2014 yerel seçimlerinde CHP’nin Başakşehir Belediye Başkan Adayı olan Karabat, toplumun her kesimini kucaklayan kampanyası ile adından söz ettirmişti. Özellikle CHP Başakşehir İlçe Başkanı olduğu dönemde yaptığı çalışmalar ile halk tarafından “Atom Karınca” unvanı verilen Karabat’a, örgüt üyeleri “O Hepimizin Kardeşi” diyor.

7 Haziran‘da yapılacak olan genel seçimlerde milletvekillerini belirlemek için CHP içinde ön seçim kararının alınmasıyla birlikte, Karabat’a örgüt üyeleri tarafından aday adaylığı için teklif yapıldı. Örgütün bu çağrısına karşılık veren Karabat, binlerce partilinin katıldığı programda İstanbul 3. bölgeden milletvekili aday adayı olduğunu açıkladı.

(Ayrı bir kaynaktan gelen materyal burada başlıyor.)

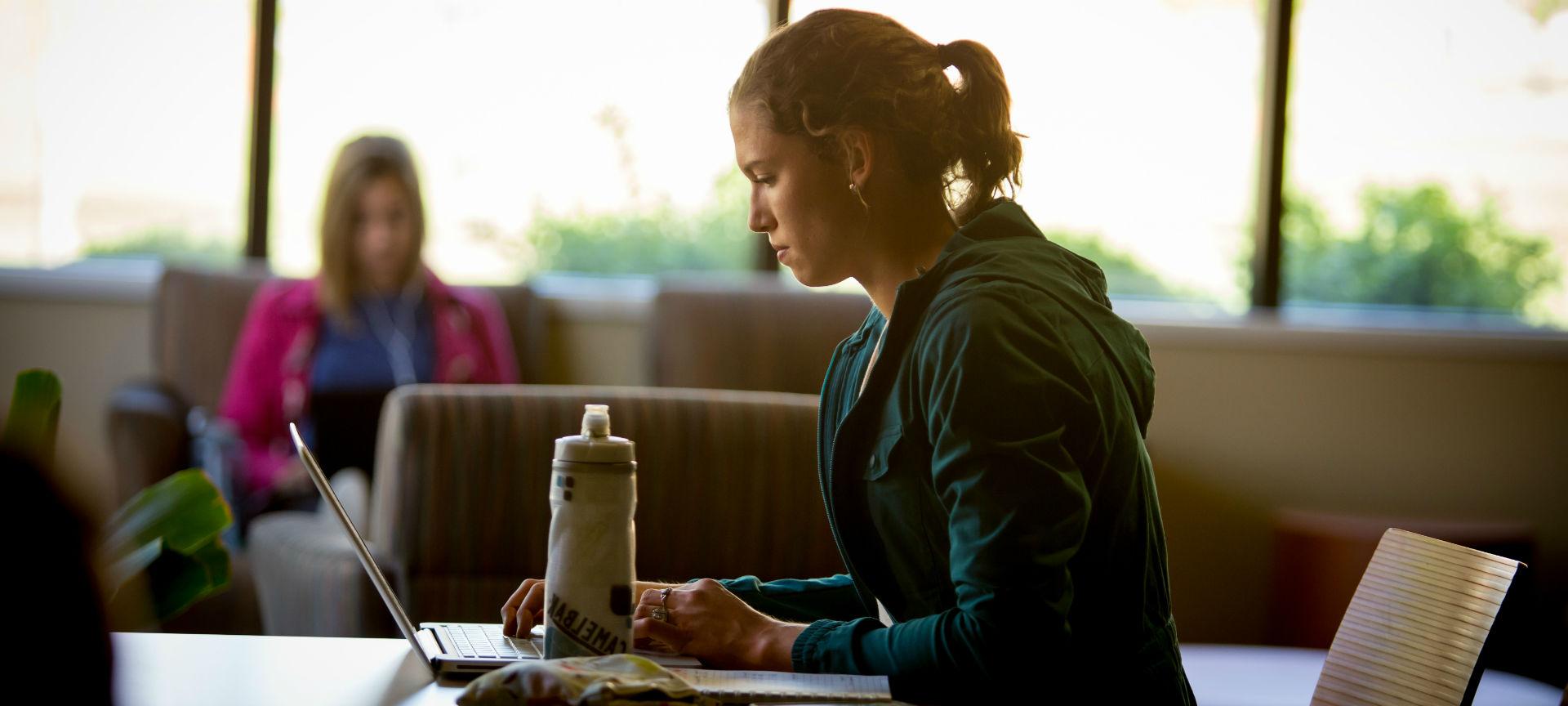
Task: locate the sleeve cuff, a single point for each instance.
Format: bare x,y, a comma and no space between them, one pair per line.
806,653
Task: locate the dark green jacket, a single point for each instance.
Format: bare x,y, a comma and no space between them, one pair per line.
991,489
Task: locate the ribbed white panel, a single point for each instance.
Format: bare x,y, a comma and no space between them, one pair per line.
1416,625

Programa CHP il yöneticileri, ilçe başkanları, milletvekili aday adayları, kadın ve gençlik kolları başkanları ve yöneticileri, sivil toplum kuruluşlarının başkan ve yöneticileri, mahalle muhtarları, ulusal ve yerel basın temsilcileri ve örgüt üyeleri katıldı.

Programda konuşan Karabat, Türkiye’de AKP totalitarizmine ve gericiliğine dur diyecek güçlü bir damar olduğunu belirterek, “O direnişçi damar, kendini Gezi direnişiyle gösterdi. Bizim o direniş damarına uygun bir politika yaprak umudu büyütmemiz ve AKP diktatörlüğüne son vermemiz hiç de zor değil. Yeter ki, halkı bu konudaki samimiyetimize inandıralım. Yeter ki umudun adı olalım“ diye konuştu.

GEZİ DİRENİŞİ DİRENİŞÇİ DAMARDIR
Karabat, “Ölümcül kazaların fıtrat olarak nitelendiği, tüm devlet kurumlarının eş dost akraba çevrelerine bırakıldığı, bir ahbap çavuş kapitalizmi ile sömürünün katmerleştiği, milli eğitimin Bilal oğlan’ın kontrolüne verilerek karma eğitimden adım adım vazgeçildiği, kenti rant alanına döndürüp yeşile düşman kesilinen, laikliğin tümden unutulduğu, Alevilerin ve Kürtlerin içinden bir şey çıkmayan açılım paketleriyle oyalanarak toplumsal bir patlamanın kıyısına getirildiği, iyiden iyiye kutuplaştırılan toplumda eli satırlı milislerin Maraş’ı, Çorum’u anımsatan turlar attığı bir ülke AKP Türkiyesi’dir“ dedi ve şöyle devam etti:

BU ÜLKE SEMALARINDA MUTLAKA GÜNEŞ DOĞACAKTIR
“Bugün burada, mücadeleye adanmış, davasına inanmış cesur insanların heybetli bakışlarını görüyorum. Bugün burada, zafere şahlanmış, dayanışmaya güç katmış, kalbine özgür cümleler yazmış şanlı yüreklerin atışını hissediyorum. Bugün burada, kahramanlık hikayesi yazmaya hazır yürekli insanlar görüyorum Bugün burada, Türkiye'nin aydınlık geleceğinin melodisini, zalimin zulmüne dur diyenlerin isyan ezgisini, bu vatanın taşını, toprağını, akan derelerini canları pahasına sahiplenen kalplerin hes direnişcilerinin gür çığlığını dinliyorum.

Sizler bozuk düzene böyle meydan okudukça, bizlerin feryadı sizlerin desteğiyle dağ gibi çoğaldıkça, bu ülke semalarında mutlaka güneş doğacaktır, günü geldiğinde bozuk düzenin çarkı mutlaka kırılacaktır. Bunun kahramanları sizler olacaksınız. Ve siz cefakar, yürekli insanlar bu kahramanlık destanı yazmak için koşarken, ben de sizlerin bir kardeşi olarak, bu asil koşunun fedakar bir neferi olacağıma, nefes aldığım her anımda ülkemin özgür insanları için emek koyacağıma, adalet duygusundan asla ayrılmayacağıma, sizlerin sesi, sizlerin umudu olacağıma ve o bizim kardeşimiz diyen sizlerin kardeşi olacağıma namusum ve şerefim üzerine söz veriyorum.”

Karabat, Cahit Sıtkı Tarancı’nın “Memleket İsterim” adlı şiirini okuyarak konuşmasını tamamladı. Ardından toplu fotoğraf çekimi ve coşkulu kalabalığın katıldığı halaylarla gece sona erdi.